For the section of radiator profile with complex shape, in addition to shortening the length of casting rod, it can also consider using pure aluminum short casting as the first trial extrusion. After the trial extrusion is successful, normal ingot can be used for extrusion production.
Homogenization annealing of ingot can not only make the structure and properties uniform, but also improve the extrusion performance and reduce the extrusion force. Therefore, it requires homogenization annealing of ingot.

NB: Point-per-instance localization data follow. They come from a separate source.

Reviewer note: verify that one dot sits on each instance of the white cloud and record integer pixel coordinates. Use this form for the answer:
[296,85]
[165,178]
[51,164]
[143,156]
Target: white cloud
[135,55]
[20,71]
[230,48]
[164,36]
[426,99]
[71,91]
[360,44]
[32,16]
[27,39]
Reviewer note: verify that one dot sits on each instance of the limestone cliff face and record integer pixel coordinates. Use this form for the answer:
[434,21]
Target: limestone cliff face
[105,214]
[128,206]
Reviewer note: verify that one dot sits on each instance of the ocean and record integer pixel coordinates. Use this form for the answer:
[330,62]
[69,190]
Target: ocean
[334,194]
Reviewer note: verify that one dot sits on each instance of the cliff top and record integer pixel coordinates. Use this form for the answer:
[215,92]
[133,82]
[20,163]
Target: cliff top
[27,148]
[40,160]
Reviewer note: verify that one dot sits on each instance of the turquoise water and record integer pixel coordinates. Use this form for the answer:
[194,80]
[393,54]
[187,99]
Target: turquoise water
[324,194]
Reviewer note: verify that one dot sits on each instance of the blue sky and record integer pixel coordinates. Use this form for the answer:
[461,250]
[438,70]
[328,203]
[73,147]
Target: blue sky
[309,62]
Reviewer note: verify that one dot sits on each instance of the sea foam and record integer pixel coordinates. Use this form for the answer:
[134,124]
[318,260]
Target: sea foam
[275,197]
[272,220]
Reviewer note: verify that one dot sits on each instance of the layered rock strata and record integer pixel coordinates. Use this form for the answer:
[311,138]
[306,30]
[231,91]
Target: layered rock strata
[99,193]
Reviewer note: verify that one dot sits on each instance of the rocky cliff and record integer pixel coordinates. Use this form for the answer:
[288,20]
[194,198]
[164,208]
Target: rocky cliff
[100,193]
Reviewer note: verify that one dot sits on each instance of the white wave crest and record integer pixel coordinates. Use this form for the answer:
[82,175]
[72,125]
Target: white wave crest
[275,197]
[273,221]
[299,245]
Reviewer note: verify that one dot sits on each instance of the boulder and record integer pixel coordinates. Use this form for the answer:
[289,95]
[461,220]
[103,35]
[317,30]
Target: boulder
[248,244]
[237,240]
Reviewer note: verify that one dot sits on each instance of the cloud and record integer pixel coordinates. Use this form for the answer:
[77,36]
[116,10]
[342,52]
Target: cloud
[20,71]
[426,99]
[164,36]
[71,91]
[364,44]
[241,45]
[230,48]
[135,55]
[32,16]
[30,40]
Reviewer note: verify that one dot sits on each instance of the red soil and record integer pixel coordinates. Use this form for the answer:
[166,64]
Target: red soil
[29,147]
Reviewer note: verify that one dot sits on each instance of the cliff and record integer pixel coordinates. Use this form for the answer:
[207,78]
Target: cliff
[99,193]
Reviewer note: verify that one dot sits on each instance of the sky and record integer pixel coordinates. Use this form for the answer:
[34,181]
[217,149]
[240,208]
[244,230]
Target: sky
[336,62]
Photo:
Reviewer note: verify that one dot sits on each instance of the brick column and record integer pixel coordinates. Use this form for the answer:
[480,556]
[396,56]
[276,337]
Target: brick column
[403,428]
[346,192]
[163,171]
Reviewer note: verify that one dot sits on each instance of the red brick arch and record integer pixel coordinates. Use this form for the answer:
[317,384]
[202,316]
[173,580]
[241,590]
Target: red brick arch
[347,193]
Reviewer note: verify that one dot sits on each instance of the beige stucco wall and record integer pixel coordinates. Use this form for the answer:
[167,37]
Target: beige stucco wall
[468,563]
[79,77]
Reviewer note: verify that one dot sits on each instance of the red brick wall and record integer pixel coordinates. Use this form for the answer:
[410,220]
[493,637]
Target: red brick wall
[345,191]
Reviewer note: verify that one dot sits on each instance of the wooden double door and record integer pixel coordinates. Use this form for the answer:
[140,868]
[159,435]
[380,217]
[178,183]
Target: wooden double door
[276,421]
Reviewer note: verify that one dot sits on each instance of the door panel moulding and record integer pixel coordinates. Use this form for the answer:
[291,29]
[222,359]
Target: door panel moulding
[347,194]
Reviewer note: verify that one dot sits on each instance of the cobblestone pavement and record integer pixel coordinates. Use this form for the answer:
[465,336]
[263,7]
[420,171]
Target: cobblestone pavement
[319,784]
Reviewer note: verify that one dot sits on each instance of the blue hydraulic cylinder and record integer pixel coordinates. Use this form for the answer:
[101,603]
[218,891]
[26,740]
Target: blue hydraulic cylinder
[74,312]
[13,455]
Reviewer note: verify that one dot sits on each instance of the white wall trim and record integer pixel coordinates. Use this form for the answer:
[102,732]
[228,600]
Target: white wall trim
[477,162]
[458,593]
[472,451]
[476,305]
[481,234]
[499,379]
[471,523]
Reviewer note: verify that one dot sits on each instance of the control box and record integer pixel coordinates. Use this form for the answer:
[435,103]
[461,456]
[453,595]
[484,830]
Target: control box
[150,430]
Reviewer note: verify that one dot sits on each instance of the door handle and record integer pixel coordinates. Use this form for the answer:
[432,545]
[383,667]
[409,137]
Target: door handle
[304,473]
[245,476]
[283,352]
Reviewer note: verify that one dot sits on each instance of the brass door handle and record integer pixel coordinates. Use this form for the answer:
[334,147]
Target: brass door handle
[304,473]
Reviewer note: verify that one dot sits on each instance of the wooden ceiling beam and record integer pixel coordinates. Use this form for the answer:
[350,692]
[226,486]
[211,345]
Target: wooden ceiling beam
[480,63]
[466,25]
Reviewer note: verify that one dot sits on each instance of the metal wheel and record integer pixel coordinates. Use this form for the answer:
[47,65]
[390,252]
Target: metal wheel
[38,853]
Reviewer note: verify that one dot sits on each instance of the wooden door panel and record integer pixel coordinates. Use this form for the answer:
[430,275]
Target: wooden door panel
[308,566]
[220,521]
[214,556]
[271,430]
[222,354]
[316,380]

As for the influence of deformation degree, because the sectional area of radiator profiles is generally large and the extrusion coefficient is generally within 40, the influence is small.
4. Extrusion process
The key to the production of radiator profiles is the first die test of the extrusion die. If possible, you can first do a simulation test on the computer to see whether the working belt of the die design is reasonable, and then try the die on the extruder. The first mold test is very important. The operator should make the main plunger move slowly under a low pressure lower than 8MPa when it is moving forward and pressing up. It is better for someone to look at the mold outlet with a flashlight light. After each radiator of the extrusion mold is evenly squeezed out of the mold hole, gradually pressurize and accelerate the extrusion. When continuing to extrude after successful die test, the extrusion speed shall be controlled to ensure smooth operation. During the production of radiator profiles, attention should be paid to the heating temperature of the mold to make the mold temperature close to the ingot temperature. If the temperature difference is too large, due to the slow extrusion speed when pressing, the metal temperature will drop, which is prone to die plugging or uneven flow rate.